The Day Jesus Got Mad
Mark 11:15-17
1. PRAYER IS AT THE HEART OF JESUS
The Court of the Gentiles – a walled, marble-paved area adjacent to the south side of the Temple the length of three football fields and around 250 yards wide.
Josephus, a Jewish historian says that during Passover A.D. 65, 255,600 lambs were offered. Each lamb that was sacrifice was offered by no less than 10 people making the population of the Passover celebrants close to 2,600,000 people.
It was at this Temple, the part of the temple called The Royal Porch, which sat on the site of Solomon’s original temple, that King Solomon prayed his prayer of dedication and the glory of the Lord filled the Temple. It was here that the priests could not enter, and all Israel Knelt on the pavement outside as they saw the fire of glory descend on the Temple. This site had been holy ground ever since - for thousands of years!
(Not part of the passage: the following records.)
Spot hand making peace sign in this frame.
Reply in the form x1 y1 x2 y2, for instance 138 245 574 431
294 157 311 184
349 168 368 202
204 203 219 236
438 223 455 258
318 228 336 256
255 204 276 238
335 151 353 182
2 Chronicles 7:1-3 - When Solomon finished praying, fire came down from heaven and consumed the burnt offering and the sacrifices, and the glory of the LORD filled the temple. 2 The priests could not enter the temple of the LORD because the glory of the LORD filled it. 3 When all the Israelites saw the fire coming down and the glory of the LORD above the temple, they knelt on the pavement with their faces to the ground, and they worshipped and gave thanks to the LORD, saying,
“He is good;
His love endures forever.”
It was at this site, 750 years earlier, that Isaiah was caught up in a vision of the sovereign Lord majestically enthroned above him with the train of His robe filling the Temple. It was here that above the Lord, burning seraphim hovered beating the air with one set of wings while covering their faces and feet with the other wings in humble recognition that they were in perfect holiness. As Isaiah watched, he heard them chant to one another, “Holy, holy, holy is the Lord Almighty; the whole earth is full of His glory” (Isaiah 6:1-3).
While the seraphs were chanting, Isaiah tells us that the foundations of the Temple shook as the temple was filled with the smoke of God’s presence.
At the time of Solomon’s prayer, at the time of Isaiah’s vision and every time the glory of the Lord filled the temple Jesus was there! He was there as God. Now here he is as man and what does he find on this holy place? A monstrous desecration of the temple!
It’s no wonder that He was angry. The violence of His clearing the Temple was so great the John tells us that the disciples remembered that it is written: “Zeal for your house will consume me.”
It is with that same zeal that Jesus views the Temple today. Only now He is not looking at the Temple in Jerusalem, He is looking at the Church.
1 Corinthians 3:16 - Don’t you know that you yourselves are God’s temple and that God’s Spirit lives in you?
Matthew 18:20 - For where two or three come together in my name, there am I with them.”
Why did zeal for the temple consume Jesus?
A. God’s Glory dwelt there.
John 17:20-23 - “My prayer is not for them alone. I pray also for those who will believe in me through their message, 21 that all of them may be one, Father, just as you are in me and I am in you. May they also be in us so that the world may believe that you have sent me. 22 I have given them the glory that you gave me, that they may be one as we are one: 23 I in them and you in me.
B. It Was Holy Ground
1 Peter 2:9 - But you are a chosen people, a royal priesthood, a holy nation, a people belonging to God, that you may declare the praises of him who called you out of darkness into his wonderful light.
We have a mandate from our savior to be a people of prayer.
His zeal for prayer in God’s house is not just a zeal for worship. He has a zeal for prayer in our lives individually and corporately because of what He knows that prayer accomplishes.
We can have the biggest building, the hottest music, the best programs, awesome preaching, great children’s programs and a cappuccino bar! And our church will grow! But without a people devoted to prayer, it will all be worthless!